Although heirship in Missouri is allowed to the ninth degree of consanguinity, § 474.-010(2)(d), and some fifteen years remain during which other heirs of decedent, if any, could make claims on her escheated estate, claimant’s entitlement thereto is established prima facie when he shows in a proper proceeding he is an heir of decedent and that claims by any others have been foreclosed. We discuss the latter requirement below. But claimant is not required to affirmatively show, in effect, the non-existence of other heirs and claimants through the ninth degree of consanguinity to decedent. That is more than the Act requires to establish entitlement to the estate.
Claimant argues that by giving notice of this proceeding to the prosecuting attorney and by proving his relationship to decedent, he has done all the Act requires of him to recover the amount of his claim. Claimant on remand must show more than that. The order claimant seeks is like a judgment in an action quasi in rem, in that it secures his interest in the subject property and extinguishes or establishes the nonexistence of similar interests of particular persons. See Shaffer v. Heitner, 433 U.S. 186, 199 n. 17, 97 S.Ct. 2569, 2577 n. 17, 53 L.Ed.2d 683 (1977) quoting Hanson v.
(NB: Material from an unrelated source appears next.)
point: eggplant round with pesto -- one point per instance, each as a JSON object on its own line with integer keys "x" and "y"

Denckla, 357 U.S. 235, 246 n. 12, 78 S.Ct. 1228, 1235 n. 12, 2 L.Ed.2d 1283 (1958). Because a proceeding quasi in rem is really a proceeding to determine the interests of persons in a thing, Shaffer v. Heitner, 433 U.S. at 207, 97 S.Ct. at 2581, it must appear that the means employed to perfect claimant’s claim satisfied the rudiments of due process, notwithstanding that he mechanically followed the procedure the Act prescribes.
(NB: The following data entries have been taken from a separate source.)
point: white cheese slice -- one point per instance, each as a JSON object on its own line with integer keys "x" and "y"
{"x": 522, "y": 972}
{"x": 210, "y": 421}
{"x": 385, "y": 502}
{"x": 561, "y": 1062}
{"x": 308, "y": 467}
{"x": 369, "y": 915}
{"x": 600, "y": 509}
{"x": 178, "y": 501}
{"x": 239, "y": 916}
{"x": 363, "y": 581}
“First, it must appear that the defendant over whom the jurisdiction is asserted had such ‘minimum contacts’ with the State as to render it consistent with ‘traditional notions of fair play and substantial justice’ that he be compelled to defend himself there.” Slivka v. Hackley, 418 S.W.2d 89, 91 (Mo. 1967). We assume, though we need not now hold, that the interests of other heirs, if any, in the estate to be disposed of in this proceeding would supply sufficient “minimum contacts” to validly determine their rights therein. See, e.g.: Rush v. Savchuk, 444 U.S. 320, 100 S.Ct. 571, 577, 62 L.Ed.2d 516 (1980); In re marriage of Breen, 560 S.W.2d 358, 361 (Mo.App. 1977).
The second requirement is set out as follows in Mullane v. Central Hanover Bank & Trust, 339 U.S. 306, 314, 70 S.Ct. 652, 657, 94 L.Ed. 865 (1950):
An elementary and fundamental requirement of due process in any proceeding which is to be accorded finality is notice reasonably calculated, under all the circumstances, to apprise interested parties of the pendency of the action and afford them an opportunity to present their objections.
The Supreme Court went on to acknowledge that in the case of persons whose interests or whereabouts could not with due diligence be ascertained, “employment of an indirect and even a probably futile means of notification is all that the situation permits and creates no constitutional bar to a final decree foreclosing their rights.” Id. at 317, 70 S.Ct. at 658. But due diligence in trying to identify and give notice to those with claims on this estate must nevertheless be shown, and that requires something more than serving a copy of the petition on the county’s prosecuting attorney.
We vacate the order denying claimant’s petition, and remand the cause for further proceedings consistent with the opinion.
REINHARD, P.J., and SNYDER, J., concur.